Post by Lawrence D'OliveiroPost by -hhPost by Lawrence D'OliveiroWhich is why it’s an evolutionary dead-end.
It really depends on system level trades, and lifecycle contexts.
Even as we have moved to multi-CPU machines, the amount of RAM per CPU
continues to go up over time. This is why tying yourself to a fixed amount
is going to limit the life of your machine, no question about that.
That there's an upward trend isn't what matters: what matters is the
change over the product's design lifespan.
Because when resource demand growth doesn't exceed original resources by
end of life, a capability to upgrade during its life isn't needed. This
is why there's no complaints about ROM BIOS capacity.

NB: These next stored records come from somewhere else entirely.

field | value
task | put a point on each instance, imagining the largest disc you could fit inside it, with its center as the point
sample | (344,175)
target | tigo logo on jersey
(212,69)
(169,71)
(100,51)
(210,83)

For RAM, consider first a PC's lifespan. For corporate interests, the
tax write-off is 5 years, so that's their replacement schedule. For
home users, call it 7-10 years.
So sure, RAM demand has grown, but slowly: a decade ago, a new PC was
4GB & high end 12-60GB; today, its 8GB (to 16GB); high end 32-64GB.
Corporate will have scheduled to replace that PC at least once, coming
up on a second time. This is why corporate IT typically doesn't bother
to upgrade workers' PC (today, also a laptop) but to just replace it.
Home PCs are similar, especially with the trend to laptops: most folks
never crack open to make any hardware upgrades.
And high end systems have been capable of 1TB+ RAM for several years now
... but how many people do you personally know who have even just 128GB
installed on their home PC, let alone more? Its a niche use case.